Welzijn kan uitsluitend berekend worden op basis van het bruto binnenlands product (bbp). Dat beseft ook de wetgever. Een wet bepaalt dan ook sinds kort dat het Federaal Planbureau jaarlijks het welzijn moet meten, op basis van in totaal 67 indicatoren, gaande van gezondheid, armoede tot mobiliteit.
Uit het rapport van het Planbureau - het tweede in zijn soort - blijkt dat de gemiddelde levenskwaliteit in ons land goed is. De consumptie stijgt, de levensverwachting neemt toe, het aantal vroegtijdige schoolverlaters daalt, enzovoort.
Aantal leefloners stijgt met 40%
Toch merkt het Planbureau achter die gemiddelden "zorgwekkende evoluties": sinds de crisis van 2008 is de situatie van de armsten er immers op achteruitgegaan.

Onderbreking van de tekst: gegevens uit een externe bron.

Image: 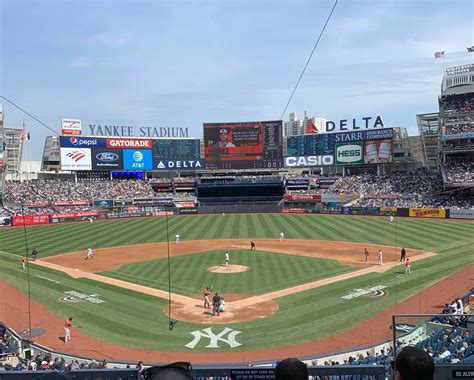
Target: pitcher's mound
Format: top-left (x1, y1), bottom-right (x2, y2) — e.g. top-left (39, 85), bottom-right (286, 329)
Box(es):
top-left (207, 265), bottom-right (250, 273)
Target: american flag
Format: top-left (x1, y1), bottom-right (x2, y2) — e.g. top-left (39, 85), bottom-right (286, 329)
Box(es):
top-left (20, 122), bottom-right (30, 142)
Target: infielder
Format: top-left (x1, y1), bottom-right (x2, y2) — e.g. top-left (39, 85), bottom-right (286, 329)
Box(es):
top-left (224, 251), bottom-right (230, 267)
top-left (86, 248), bottom-right (94, 260)
top-left (64, 317), bottom-right (72, 343)
top-left (204, 287), bottom-right (211, 309)
top-left (405, 259), bottom-right (411, 274)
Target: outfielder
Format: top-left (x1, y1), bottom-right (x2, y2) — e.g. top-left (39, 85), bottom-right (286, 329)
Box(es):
top-left (86, 248), bottom-right (94, 260)
top-left (224, 251), bottom-right (230, 267)
top-left (64, 317), bottom-right (72, 343)
top-left (204, 287), bottom-right (211, 309)
top-left (405, 259), bottom-right (411, 274)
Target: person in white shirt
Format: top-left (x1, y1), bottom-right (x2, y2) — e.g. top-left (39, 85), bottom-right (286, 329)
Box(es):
top-left (377, 249), bottom-right (383, 265)
top-left (219, 297), bottom-right (225, 313)
top-left (224, 251), bottom-right (230, 267)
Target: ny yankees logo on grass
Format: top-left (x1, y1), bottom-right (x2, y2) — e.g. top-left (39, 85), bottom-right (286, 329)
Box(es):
top-left (185, 327), bottom-right (242, 348)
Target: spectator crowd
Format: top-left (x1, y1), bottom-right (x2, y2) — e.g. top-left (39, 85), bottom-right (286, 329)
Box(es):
top-left (444, 158), bottom-right (474, 185)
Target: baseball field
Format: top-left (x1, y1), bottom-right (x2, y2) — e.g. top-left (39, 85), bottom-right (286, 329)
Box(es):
top-left (0, 214), bottom-right (474, 362)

Dat uit zich in een hele resem indicatoren. Zo is tussen 2008 en 2015 het aantal personen met een collectieve schuldenregeling met 60% gestegen, is het aantal leefloners met 40% toegenomen en het aantal huishoudens dat medische zorg moet uit- of afstellen wegens financiële redenen maar liefst verviervoudigd. Erg zorgwekkend, aldus het Planbureau, is ook dat het armoederisico voor jongeren is gestegen.
Ook als het over gezondheid gaat, baart de siuatie van de armsten zorgen. Obesitas en depressie nemen toe, en dan vooral bij de armsten. Het aantal rokers daalt, maar minder sterk bij de armsten.